Oil continues to gyrate, falling back to US$36 a barrel overnight having reached $39 a barrel last week. Iran is continuing to stand firm and will not sign onto a ‘freeze agreement’ until it reaches its pre-sanction output levels. Stock piling is starting to decline but is still well above previous record levels and demand, while increasing, is still well below supply. Oil will remain a leading commodity and its movements will govern equity markets in the short term.

Inflation

This is the big unknown in my eyes. Most economists see strong inflation levels coming in the US, Australia and even China. However, as yet, inflation has not materialised and I believe it is still a way off.
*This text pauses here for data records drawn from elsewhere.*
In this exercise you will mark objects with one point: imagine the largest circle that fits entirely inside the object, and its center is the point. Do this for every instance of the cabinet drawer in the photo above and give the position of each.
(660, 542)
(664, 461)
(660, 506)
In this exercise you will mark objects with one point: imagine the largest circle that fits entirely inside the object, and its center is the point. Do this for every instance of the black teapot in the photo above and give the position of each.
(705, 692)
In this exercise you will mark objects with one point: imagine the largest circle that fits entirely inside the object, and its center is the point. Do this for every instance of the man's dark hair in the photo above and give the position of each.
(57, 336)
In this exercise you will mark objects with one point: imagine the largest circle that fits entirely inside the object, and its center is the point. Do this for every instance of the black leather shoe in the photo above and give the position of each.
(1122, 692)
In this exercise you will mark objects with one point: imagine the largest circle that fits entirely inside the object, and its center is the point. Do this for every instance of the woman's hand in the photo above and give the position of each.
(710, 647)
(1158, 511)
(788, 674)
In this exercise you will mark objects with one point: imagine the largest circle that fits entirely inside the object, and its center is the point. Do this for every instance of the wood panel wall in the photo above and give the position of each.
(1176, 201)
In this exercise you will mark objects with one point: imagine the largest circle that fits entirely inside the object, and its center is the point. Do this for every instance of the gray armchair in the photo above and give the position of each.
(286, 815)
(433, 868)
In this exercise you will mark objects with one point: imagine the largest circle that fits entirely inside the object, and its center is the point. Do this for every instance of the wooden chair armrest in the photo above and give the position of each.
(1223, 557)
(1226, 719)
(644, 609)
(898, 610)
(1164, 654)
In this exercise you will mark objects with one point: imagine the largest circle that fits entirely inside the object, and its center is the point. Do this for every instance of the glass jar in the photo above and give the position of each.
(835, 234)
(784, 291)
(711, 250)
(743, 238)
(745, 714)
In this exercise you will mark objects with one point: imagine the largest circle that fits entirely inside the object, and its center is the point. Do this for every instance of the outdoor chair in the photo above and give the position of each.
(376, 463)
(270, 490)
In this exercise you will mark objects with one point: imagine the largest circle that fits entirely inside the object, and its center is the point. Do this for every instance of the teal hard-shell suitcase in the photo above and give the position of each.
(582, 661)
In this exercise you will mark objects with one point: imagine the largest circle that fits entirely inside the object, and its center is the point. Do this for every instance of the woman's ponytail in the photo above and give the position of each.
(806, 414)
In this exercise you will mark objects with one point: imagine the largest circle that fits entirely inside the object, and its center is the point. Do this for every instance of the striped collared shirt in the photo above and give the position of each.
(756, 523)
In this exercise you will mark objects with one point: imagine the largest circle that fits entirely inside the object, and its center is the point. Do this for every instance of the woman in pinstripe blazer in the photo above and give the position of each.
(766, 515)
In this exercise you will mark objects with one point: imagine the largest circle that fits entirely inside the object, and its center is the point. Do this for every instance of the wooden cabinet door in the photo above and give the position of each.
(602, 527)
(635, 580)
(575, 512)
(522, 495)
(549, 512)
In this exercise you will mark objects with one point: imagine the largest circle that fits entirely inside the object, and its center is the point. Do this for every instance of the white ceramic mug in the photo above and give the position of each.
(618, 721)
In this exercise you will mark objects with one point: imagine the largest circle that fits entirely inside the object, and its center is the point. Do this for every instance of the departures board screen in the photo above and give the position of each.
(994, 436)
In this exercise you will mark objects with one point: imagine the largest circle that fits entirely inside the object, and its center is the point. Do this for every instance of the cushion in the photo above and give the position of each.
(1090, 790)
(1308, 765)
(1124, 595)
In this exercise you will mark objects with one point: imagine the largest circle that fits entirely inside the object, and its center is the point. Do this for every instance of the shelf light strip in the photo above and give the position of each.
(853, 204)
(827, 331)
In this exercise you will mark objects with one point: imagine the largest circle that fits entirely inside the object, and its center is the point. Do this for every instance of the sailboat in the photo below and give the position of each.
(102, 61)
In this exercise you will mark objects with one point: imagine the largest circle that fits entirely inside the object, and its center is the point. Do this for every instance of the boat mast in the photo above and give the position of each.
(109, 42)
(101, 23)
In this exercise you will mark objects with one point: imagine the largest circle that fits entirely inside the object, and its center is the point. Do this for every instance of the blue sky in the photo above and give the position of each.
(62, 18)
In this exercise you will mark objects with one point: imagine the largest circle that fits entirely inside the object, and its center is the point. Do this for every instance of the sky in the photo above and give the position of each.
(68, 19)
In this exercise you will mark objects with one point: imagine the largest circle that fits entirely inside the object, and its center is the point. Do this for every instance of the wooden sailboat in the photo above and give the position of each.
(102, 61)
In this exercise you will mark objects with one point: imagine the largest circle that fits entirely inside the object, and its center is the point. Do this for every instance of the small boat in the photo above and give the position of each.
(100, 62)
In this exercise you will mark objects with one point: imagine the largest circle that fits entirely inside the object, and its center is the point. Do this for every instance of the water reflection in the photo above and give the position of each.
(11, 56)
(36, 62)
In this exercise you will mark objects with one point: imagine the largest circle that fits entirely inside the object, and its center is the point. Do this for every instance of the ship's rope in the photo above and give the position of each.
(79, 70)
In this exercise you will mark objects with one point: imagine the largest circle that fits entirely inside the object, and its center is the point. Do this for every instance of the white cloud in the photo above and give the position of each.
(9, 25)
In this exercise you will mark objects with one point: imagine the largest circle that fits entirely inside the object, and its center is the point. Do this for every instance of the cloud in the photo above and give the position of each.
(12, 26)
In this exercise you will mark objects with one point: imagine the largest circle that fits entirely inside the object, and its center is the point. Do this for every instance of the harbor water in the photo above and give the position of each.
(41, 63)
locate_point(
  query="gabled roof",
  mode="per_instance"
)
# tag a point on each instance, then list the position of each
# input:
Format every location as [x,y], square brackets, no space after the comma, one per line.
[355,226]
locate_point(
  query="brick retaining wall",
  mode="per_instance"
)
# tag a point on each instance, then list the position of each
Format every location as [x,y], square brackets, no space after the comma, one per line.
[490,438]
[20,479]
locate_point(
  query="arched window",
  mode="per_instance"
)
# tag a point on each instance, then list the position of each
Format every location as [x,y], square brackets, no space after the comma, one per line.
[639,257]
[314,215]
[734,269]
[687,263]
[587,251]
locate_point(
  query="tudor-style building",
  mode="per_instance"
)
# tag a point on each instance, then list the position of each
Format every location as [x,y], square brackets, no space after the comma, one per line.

Wage growth is at some of its lowest levels in decades in turn but consumption has remained lacklustre. If inflation is to ramp up to central bank mandated levels, wages will need to expand and they are not.

This is all leaving markets in a state of flux, and I see profit-taking as a likely short term scenario. I can’t see any real justification for traders and investors to leg the ASX higher. Nor do I see a reason they will desert the index as seen during the January-February rout.

The tubby strategy is likely to play out as expected and I believe we are likely to see further easing today ahead of what will be an interesting press conference from the FOMC. The debate around how many rate hikes will we see in 2016 will likely be the biggest short term factor in driving the market in one way or another.